IBM QUIETLY OFFERS 3090-280E MAINFRAME AS RPQ IN THE US

By CBR Staff Writer

A byproduct of IBM’s Year of the Customer that has passed almost unnoticed until now is a model in the 3090 mainframe line that went onto the RPQ – Request Price Quotation – list on October 1 in the US. Our US associate Technology News of America notes that the 3090-280E differs from the 200E in that it is two 3090 180Es linked by the 3092 controller where the 200E is two 180E processors in the same box. The key difference from the point of view of the user is that while the 200E runs only single image, the 280E can be operated either single image under a single copy of the operating system, or partitioned into two 180Es, and can be switched from one configuration to the other as need dictates. The concept was first offered by IBM with the 3084, which could be run as a single image four-processor complex, or as two 3081Ks. In the latter case, one side could be running the production workload under one copy of MVS/XA while a new release was being tested on the other side, or MVS could be run on one side while VM ran on the other – perhaps hosting Unix. Either way, the machine counts as a single system for software licence purposes, which in many cases can make it much more economical to run that two 180Es. When run single image, the 280E is rated at 1.7 to 1.9 times the 3090-180E. The 3090-280E is confined to two base configurations – users can either take a system with 128Mb 64Mb on either side, and no Expanded Memory, for $5.144m, or a system with 64Mb – 32Mb per side, and 128Mb of Expanded Memory. That costs $5.414m.
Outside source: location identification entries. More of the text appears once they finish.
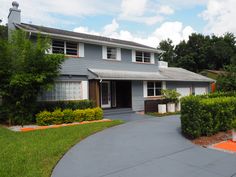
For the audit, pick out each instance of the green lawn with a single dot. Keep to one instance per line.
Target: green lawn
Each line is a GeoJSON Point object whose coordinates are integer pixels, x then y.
{"type": "Point", "coordinates": [36, 153]}
{"type": "Point", "coordinates": [156, 114]}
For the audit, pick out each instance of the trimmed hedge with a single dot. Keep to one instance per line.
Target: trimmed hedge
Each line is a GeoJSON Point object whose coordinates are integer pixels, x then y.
{"type": "Point", "coordinates": [52, 105]}
{"type": "Point", "coordinates": [68, 115]}
{"type": "Point", "coordinates": [206, 116]}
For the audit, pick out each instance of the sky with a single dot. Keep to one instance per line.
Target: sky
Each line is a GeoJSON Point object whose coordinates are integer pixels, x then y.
{"type": "Point", "coordinates": [143, 21]}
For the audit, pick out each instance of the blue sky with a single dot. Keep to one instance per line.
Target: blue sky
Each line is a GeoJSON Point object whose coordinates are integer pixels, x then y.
{"type": "Point", "coordinates": [144, 21]}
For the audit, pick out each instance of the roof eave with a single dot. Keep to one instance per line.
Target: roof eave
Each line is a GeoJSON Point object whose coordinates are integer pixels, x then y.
{"type": "Point", "coordinates": [91, 41]}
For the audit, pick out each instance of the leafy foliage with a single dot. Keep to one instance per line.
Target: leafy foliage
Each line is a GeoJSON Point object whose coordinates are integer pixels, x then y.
{"type": "Point", "coordinates": [201, 52]}
{"type": "Point", "coordinates": [227, 82]}
{"type": "Point", "coordinates": [207, 116]}
{"type": "Point", "coordinates": [170, 94]}
{"type": "Point", "coordinates": [52, 105]}
{"type": "Point", "coordinates": [68, 115]}
{"type": "Point", "coordinates": [25, 70]}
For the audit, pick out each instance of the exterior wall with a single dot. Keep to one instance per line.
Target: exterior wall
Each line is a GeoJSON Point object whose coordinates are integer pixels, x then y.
{"type": "Point", "coordinates": [137, 96]}
{"type": "Point", "coordinates": [92, 52]}
{"type": "Point", "coordinates": [192, 85]}
{"type": "Point", "coordinates": [126, 55]}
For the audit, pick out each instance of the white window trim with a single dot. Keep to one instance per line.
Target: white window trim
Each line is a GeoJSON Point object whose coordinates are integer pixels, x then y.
{"type": "Point", "coordinates": [152, 57]}
{"type": "Point", "coordinates": [145, 93]}
{"type": "Point", "coordinates": [84, 90]}
{"type": "Point", "coordinates": [79, 45]}
{"type": "Point", "coordinates": [80, 49]}
{"type": "Point", "coordinates": [118, 54]}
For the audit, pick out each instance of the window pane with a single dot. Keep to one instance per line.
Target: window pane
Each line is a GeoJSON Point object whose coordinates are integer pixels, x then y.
{"type": "Point", "coordinates": [71, 48]}
{"type": "Point", "coordinates": [158, 84]}
{"type": "Point", "coordinates": [150, 84]}
{"type": "Point", "coordinates": [158, 91]}
{"type": "Point", "coordinates": [57, 46]}
{"type": "Point", "coordinates": [111, 53]}
{"type": "Point", "coordinates": [63, 91]}
{"type": "Point", "coordinates": [139, 56]}
{"type": "Point", "coordinates": [150, 92]}
{"type": "Point", "coordinates": [148, 55]}
{"type": "Point", "coordinates": [71, 52]}
{"type": "Point", "coordinates": [147, 60]}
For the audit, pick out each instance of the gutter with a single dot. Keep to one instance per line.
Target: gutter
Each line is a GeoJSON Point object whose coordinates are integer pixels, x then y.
{"type": "Point", "coordinates": [91, 41]}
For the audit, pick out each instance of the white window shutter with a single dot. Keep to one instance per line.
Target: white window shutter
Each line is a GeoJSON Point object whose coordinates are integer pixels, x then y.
{"type": "Point", "coordinates": [104, 52]}
{"type": "Point", "coordinates": [152, 58]}
{"type": "Point", "coordinates": [163, 85]}
{"type": "Point", "coordinates": [133, 56]}
{"type": "Point", "coordinates": [144, 88]}
{"type": "Point", "coordinates": [84, 89]}
{"type": "Point", "coordinates": [81, 50]}
{"type": "Point", "coordinates": [118, 54]}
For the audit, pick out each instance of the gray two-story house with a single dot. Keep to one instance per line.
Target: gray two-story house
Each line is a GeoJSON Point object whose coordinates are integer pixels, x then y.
{"type": "Point", "coordinates": [114, 73]}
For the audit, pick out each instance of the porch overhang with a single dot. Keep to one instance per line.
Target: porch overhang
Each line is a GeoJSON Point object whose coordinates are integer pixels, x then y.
{"type": "Point", "coordinates": [103, 74]}
{"type": "Point", "coordinates": [158, 75]}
Both configurations come with a total of 48 channels, and both will be available in the second quarter. The 3090-280E can be upgraded only to a 400E – adding a second processor to either side, or to a six-CPU 600E, but not to a 3090-300E. As an RPQ, the 280E will generally be brought to the attention only of customers who are wavering over the standard model in the product line, and its existence underlines the extent to which, in these straitened times, IBM is prepared to go out of its way to meet the demands of its choosier customers. IBM UK says that the machine is also available in the UK, but does not have any prices for it as yet.